1. Anasayfa
  2. Bilgi Bankası

Oğlum, Manyak Bir Cip Gördüm, Tekerleri Hayvan Gibiydi


0

Bir gün eşim “ya Uğur çocukların yanında acayip şeyler konuşma” dedi. Tabi önce “ne oldu ki” diye şaşırdım.

Bizim evde akşam yemeklerinde gün içerisinde yaşanan güzel ve eğlendirici olaylar paylaşılır. Çocuklarla sohbet edilir. Sorunları ve sıkıntıları konuşmamaya dikkat ederiz. Eğitimler ve seminerler nedeniyle gün içerisinde çok yoğun mail trafiği oluyor. Çok hoşuma giden bir mail geldi. Akşam yemeğinde çocuklarla paylaştık ve gülüştük.

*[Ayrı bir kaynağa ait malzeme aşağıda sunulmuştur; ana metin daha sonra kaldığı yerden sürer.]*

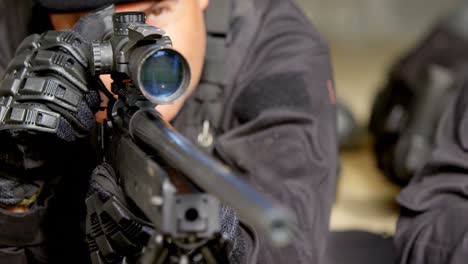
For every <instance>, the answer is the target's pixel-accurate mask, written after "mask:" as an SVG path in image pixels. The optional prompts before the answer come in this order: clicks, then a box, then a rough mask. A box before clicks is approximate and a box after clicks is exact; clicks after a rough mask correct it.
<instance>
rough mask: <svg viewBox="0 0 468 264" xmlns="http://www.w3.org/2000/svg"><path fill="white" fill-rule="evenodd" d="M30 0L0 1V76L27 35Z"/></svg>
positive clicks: (30, 10) (29, 8)
mask: <svg viewBox="0 0 468 264" xmlns="http://www.w3.org/2000/svg"><path fill="white" fill-rule="evenodd" d="M31 8H32V1H30V0H15V1H0V10H2V15H1V16H0V78H2V77H3V73H4V71H5V69H6V67H7V66H8V63H9V62H10V60H11V59H13V55H14V54H15V50H16V48H17V47H18V45H19V44H20V43H21V41H22V40H23V39H24V38H25V37H26V36H27V35H28V29H29V25H28V24H29V20H30V18H31Z"/></svg>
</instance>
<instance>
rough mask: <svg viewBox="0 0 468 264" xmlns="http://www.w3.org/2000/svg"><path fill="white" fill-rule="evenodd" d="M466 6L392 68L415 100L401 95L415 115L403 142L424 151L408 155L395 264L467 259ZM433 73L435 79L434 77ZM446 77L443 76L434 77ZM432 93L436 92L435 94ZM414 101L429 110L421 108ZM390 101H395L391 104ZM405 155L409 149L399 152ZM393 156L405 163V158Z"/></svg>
mask: <svg viewBox="0 0 468 264" xmlns="http://www.w3.org/2000/svg"><path fill="white" fill-rule="evenodd" d="M467 10H468V6H467V5H466V3H463V4H462V5H461V6H458V7H457V11H455V12H454V13H452V14H450V15H449V16H448V17H446V18H445V19H444V20H443V21H442V22H441V23H439V24H438V25H437V26H436V27H435V28H434V29H432V31H431V33H430V34H429V37H428V38H426V39H425V40H424V41H423V42H421V44H420V45H419V46H418V47H417V48H416V49H415V50H413V51H412V52H411V54H410V55H409V56H407V57H405V58H404V60H402V61H401V63H400V64H399V67H397V68H396V71H395V72H394V73H395V75H394V76H399V79H396V80H399V82H394V83H395V84H398V85H400V86H399V87H398V88H399V91H400V95H401V92H402V91H405V90H407V91H406V94H409V95H411V98H412V99H411V100H408V101H404V100H405V99H408V97H406V98H402V97H400V98H399V100H400V106H402V105H403V106H404V108H405V110H406V111H407V112H406V113H405V116H406V117H408V116H409V117H411V118H407V119H406V122H407V123H406V124H405V125H403V126H402V128H403V129H402V130H400V132H401V134H402V135H405V134H406V136H408V135H410V136H411V137H413V139H412V140H406V141H403V140H400V142H399V143H398V144H399V145H401V146H404V145H406V146H407V147H408V149H417V148H415V147H418V146H417V145H416V144H413V146H410V143H411V142H413V143H416V142H420V144H419V151H420V153H419V154H422V155H416V156H413V158H414V157H417V159H413V161H410V160H406V162H407V163H410V162H418V163H419V164H418V166H415V167H413V169H414V171H407V172H411V173H410V174H407V175H406V176H405V177H401V178H400V180H404V182H405V183H407V184H408V185H407V186H406V187H405V188H404V189H403V190H402V192H401V193H400V194H399V195H398V197H397V201H398V203H399V204H400V205H401V212H400V217H399V220H398V225H397V230H396V234H395V238H394V242H395V246H396V250H397V254H398V263H402V264H403V263H408V264H409V263H411V264H419V263H424V264H426V263H438V264H455V263H466V259H467V258H468V246H467V243H468V240H467V239H468V236H467V224H466V220H465V219H466V218H467V216H468V211H467V200H468V188H467V186H468V185H467V184H468V162H467V158H468V130H467V129H468V127H467V124H468V123H467V122H468V115H467V113H468V111H467V110H468V86H467V85H468V82H467V81H468V79H467V76H468V67H467V66H468V65H467V61H468V53H467V51H468V31H466V25H467V21H466V16H465V14H466V11H467ZM431 75H432V77H435V78H430V77H431ZM441 77H442V79H443V80H445V81H442V82H441V81H440V80H438V79H437V78H439V79H440V78H441ZM440 84H442V85H440ZM395 87H397V86H395ZM430 89H432V91H429V90H430ZM396 90H397V88H395V90H394V92H395V91H396ZM429 93H433V94H435V95H436V96H434V95H432V97H433V98H431V96H428V95H427V94H429ZM394 98H397V97H394ZM402 101H404V102H402ZM417 102H419V105H424V104H426V109H428V108H432V109H429V110H428V111H420V110H419V111H418V108H417V105H416V104H417ZM389 106H391V104H387V107H389ZM393 106H394V107H397V106H398V104H395V103H394V104H393ZM380 109H381V110H382V109H384V108H382V107H381V108H380ZM387 109H388V108H387ZM433 110H435V111H433ZM381 113H382V112H381ZM426 115H429V117H427V116H426ZM431 115H432V116H431ZM376 117H377V116H376ZM421 120H422V122H423V123H421ZM375 121H378V120H377V118H376V119H375ZM418 122H420V124H418V125H417V127H416V128H418V129H419V131H418V132H419V133H421V132H423V133H422V134H420V135H422V139H423V140H424V141H422V140H421V138H419V141H416V139H417V136H418V135H419V134H418V133H415V131H416V130H415V129H413V130H411V129H410V128H411V127H413V128H414V126H413V124H414V123H418ZM424 122H425V123H424ZM421 128H424V129H425V131H423V130H422V129H421ZM407 139H409V138H408V137H407ZM381 140H383V139H381ZM382 142H383V141H382ZM421 146H423V147H424V148H422V147H421ZM403 154H407V153H402V152H401V151H400V152H399V155H403ZM416 154H418V153H416ZM394 155H395V156H396V155H398V154H397V153H396V152H395V153H394ZM409 156H410V155H408V156H406V157H405V158H406V159H409V158H408V157H409ZM382 160H383V159H382ZM395 162H399V163H400V164H402V165H404V162H405V160H404V159H400V160H398V161H397V160H395ZM387 165H389V164H387ZM397 166H398V165H397ZM390 167H391V166H389V168H390ZM400 167H402V166H400ZM407 172H406V173H407ZM413 174H414V176H413ZM401 175H403V174H400V176H401Z"/></svg>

Erzurumlu’ nun biri İstanbul’a kışın çalışmaya, para biriktirmeye gider. Erzurumlu bakar ki oradaki kadınlar kocalarına çok kibar davranıyor. Eve geldiklerinde, kapıda karşılıyor, hoş geldin kocacığım diyor, önüne terliğini çeviriyor, ceketini omuzundan alıyor, boynuna sarılıp yanağına bir öpücük konduruyor, içeriye buyur ediyor, günün nasıldı diye soruyor.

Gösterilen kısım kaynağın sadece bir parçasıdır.